Junction tree algorithm

We have seen how the variable elimination (VE) algorithm can answer marginal queries of the form $P(Y \mid E = e)$ for both directed and undirected networks.

However, this algorithm still has an important shortcoming: if we want to ask the model for another query, e.g. $P(Y_2 \mid E_2 = e_2)$ , we need to restart the algorithm from scratch. This is very wasteful and computationally burdensome.

Fortunately, it turns out that this problem is also easily avoidable. When computing marginals, VE produces many intermediate factors $\tau$ as a side-product of the main computation; these factors turn out to be the same as the ones that we need to answer other marginal queries.

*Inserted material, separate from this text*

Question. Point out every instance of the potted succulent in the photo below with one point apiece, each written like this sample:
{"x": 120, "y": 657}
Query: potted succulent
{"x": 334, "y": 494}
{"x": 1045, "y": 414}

By caching them after a first run of VE, we can easily answer new marginal queries at essentially no additional cost.

The end result of this chapter will be a new technique called the Junction Tree (JT) algorithm; this algorithm will first execute two runs of the VE algorithm to initialize a particular data structure holding a set of pre-computed factors. Once the structure is initialize, it will be used to answer marginal queries in $O(1)$ time.

We will introduce two variants of this algorithm: belief propagation, and then the full junction tree method. The first one will apply to tree-structured graphs, while the other will be applicable to general networks.

Belief propagation

Variable elimination as message passing

First, consider what happens if we run the VE algorithm on a tree in order to compute a marginal $p(x_i)$ . We can easily find an optimal ordering for this problem by rooting the tree at $x_i$ and iterating through the nodes in post-orderA postorder traversal of a rooted tree is one that starts from the leaves and goes up the tree such that a node if always visited after all of its children. The root is visited last. .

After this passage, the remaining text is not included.